Thanks Joe, I really appreciate these numbers.
For an individual (cascaded) Neutron, then, your testing showed that it
could happily handle 1000 compute hosts. Apart from the cascading on
the northbound side, was that otherwise unmodified from vanilla
OpenStack? Do you recall any particular config settings that were
needed to achieve that? (e.g. api_workers and rpc_workers)
Regards,
Neil
On 16/04/15 03:03, joehuang wrote:
"In case it's helpful to see all the cases together, sync_routers (from the L3
agent) was also mentioned in other part of this thread. Plus of course the liveness
reporting from all agents."
In the test report [1], which shows Neutron can supports up to million level
ports and 100k level physical hosts, the scalability is done by one cascading
Neutron to manage 100 cascaded Neutrons through current Neutron restful API.

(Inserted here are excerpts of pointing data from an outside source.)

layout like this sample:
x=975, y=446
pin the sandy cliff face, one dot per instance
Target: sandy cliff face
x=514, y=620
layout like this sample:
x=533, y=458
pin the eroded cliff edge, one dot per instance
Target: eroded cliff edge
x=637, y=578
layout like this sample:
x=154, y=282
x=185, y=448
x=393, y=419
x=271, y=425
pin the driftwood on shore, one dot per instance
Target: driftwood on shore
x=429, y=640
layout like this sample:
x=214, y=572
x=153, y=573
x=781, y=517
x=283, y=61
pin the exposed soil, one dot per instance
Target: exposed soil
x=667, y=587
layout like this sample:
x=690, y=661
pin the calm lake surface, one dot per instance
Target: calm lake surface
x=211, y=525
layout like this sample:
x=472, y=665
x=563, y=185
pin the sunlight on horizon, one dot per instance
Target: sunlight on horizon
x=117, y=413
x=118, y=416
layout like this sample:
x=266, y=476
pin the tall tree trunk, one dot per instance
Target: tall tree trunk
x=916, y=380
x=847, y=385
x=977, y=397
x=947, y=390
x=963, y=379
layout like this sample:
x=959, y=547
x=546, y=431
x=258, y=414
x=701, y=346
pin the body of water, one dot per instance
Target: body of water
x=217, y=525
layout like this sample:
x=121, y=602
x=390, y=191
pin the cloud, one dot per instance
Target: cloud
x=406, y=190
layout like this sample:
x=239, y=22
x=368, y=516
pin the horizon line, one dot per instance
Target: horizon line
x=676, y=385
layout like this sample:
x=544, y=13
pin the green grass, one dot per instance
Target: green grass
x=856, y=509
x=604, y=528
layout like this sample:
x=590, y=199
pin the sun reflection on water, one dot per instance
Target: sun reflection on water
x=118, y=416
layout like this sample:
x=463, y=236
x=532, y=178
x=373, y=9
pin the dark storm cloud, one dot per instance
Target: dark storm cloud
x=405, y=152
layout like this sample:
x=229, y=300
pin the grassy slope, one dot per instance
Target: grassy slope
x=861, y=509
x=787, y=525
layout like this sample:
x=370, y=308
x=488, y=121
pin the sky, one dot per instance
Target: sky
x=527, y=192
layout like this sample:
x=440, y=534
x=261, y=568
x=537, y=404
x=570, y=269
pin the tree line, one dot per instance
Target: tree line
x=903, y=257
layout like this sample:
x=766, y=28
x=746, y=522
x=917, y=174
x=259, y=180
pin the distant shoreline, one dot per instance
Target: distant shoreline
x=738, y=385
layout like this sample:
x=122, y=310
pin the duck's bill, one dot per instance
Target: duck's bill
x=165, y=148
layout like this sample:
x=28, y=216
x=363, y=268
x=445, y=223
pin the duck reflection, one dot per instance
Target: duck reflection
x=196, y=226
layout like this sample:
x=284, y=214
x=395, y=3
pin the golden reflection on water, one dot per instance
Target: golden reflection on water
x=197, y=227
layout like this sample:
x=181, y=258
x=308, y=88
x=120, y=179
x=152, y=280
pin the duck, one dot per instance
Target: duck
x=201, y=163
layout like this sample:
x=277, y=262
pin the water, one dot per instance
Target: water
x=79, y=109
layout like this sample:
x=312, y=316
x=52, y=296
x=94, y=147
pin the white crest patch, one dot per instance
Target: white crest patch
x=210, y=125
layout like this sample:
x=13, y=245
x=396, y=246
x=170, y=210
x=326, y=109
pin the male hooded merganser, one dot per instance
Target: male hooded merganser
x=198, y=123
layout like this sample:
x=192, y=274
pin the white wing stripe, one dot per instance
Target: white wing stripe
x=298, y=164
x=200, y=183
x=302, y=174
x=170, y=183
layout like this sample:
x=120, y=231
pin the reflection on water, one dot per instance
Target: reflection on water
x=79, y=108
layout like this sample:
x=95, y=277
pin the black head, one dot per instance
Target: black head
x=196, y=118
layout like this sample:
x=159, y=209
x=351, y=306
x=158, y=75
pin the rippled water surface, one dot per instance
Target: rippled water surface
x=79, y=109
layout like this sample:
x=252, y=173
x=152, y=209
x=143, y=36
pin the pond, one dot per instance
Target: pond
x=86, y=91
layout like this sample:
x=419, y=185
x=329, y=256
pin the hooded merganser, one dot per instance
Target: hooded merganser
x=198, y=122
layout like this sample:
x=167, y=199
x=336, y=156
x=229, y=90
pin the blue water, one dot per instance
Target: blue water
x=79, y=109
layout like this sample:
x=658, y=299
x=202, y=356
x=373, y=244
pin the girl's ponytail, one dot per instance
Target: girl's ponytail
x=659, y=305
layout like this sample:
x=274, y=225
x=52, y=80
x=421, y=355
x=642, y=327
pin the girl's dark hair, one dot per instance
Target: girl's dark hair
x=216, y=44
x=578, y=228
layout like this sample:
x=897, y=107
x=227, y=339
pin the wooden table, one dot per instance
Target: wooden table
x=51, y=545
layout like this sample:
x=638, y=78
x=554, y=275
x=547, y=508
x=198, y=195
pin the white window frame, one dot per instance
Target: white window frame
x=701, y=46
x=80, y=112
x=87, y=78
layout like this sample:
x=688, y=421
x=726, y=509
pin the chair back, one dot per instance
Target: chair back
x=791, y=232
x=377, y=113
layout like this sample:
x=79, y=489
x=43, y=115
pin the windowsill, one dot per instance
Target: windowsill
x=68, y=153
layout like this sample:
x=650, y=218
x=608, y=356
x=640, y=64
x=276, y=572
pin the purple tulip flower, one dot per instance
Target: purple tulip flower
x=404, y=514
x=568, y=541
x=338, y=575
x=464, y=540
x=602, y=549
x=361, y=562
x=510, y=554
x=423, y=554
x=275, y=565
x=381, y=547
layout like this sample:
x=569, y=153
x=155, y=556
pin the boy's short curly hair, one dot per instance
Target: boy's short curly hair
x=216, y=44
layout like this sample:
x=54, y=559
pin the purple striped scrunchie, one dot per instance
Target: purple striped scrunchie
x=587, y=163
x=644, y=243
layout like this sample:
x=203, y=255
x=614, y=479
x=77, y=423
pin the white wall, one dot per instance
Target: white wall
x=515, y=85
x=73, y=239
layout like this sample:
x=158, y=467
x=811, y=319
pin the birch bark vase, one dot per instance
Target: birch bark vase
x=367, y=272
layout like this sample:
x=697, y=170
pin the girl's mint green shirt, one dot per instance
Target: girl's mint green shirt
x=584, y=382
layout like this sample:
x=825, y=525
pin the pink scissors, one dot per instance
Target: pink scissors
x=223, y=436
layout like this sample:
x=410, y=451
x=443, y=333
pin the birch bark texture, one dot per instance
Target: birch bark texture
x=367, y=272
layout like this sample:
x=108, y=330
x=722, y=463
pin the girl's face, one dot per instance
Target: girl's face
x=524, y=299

For normal Neutron, each compute node will host L2 agent/OVS, L3 agent/DVR. In
the cascading Neutron layer, the L2 agent is modified to interact with
regarding cascaded Neutron but not OVS, the L3 agent(DVR) is modified to
interact with regarding cascaded Neutron but not linux route. That's why we
call the cascaded Neutron is the backend of Neutron.
Therefore, there are only 100 compute nodes (or say agent ) required in the
cascading layer, each compute node will manage one cascaded Neutron. Each
cascaded Neutron can manage up to 1000 nodes (there is already report and
deployment and lab test can support this). That's the scalability to 100k nodes.
Because the cloud is splited into two layer (100 nodes in the cascading layer,
1000 nodes in each cascaded layer ), even current mechanism can meet the demand
for sync_routers and liveness reporting from all agents, or L2 population, DVR
router update...etc.
The test report [1] at least prove that the layered architecture idea is
feasible for Neutron scalability, even up to million level ports and 100k level
nodes. The extra benefit for the layered architecture is that each cascaded
Neutron can leverage different backend technology implementation, for example,
one is ML2+OVS, another is OVN or ODL or Calico...
[1]test report for million ports scalability of Neutron
http://www.slideshare.net/JoeHuang7/test-report-for-open-stack-cascading-solution-to-support-1-million-v-ms-in-100-data-centers
Best Regards
Chaoyi Huang ( Joe Huang )
-----Original Message-----
From: Neil Jerram [mailto:neil.jer...@metaswitch.com]
Sent: Wednesday, April 15, 2015 9:46 PM
To: openstack-dev@lists.openstack.org
Subject: Re: [openstack-dev] [neutron] Neutron scaling datapoints?
Hi again Joe, (+ list)
On 11/04/15 02:00, joehuang wrote:
Hi, Neil,
See inline comments.
Best Regards
Chaoyi Huang
________________________________________
From: Neil Jerram [neil.jer...@metaswitch.com]
Sent: 09 April 2015 23:01
To: OpenStack Development Mailing List (not for usage questions)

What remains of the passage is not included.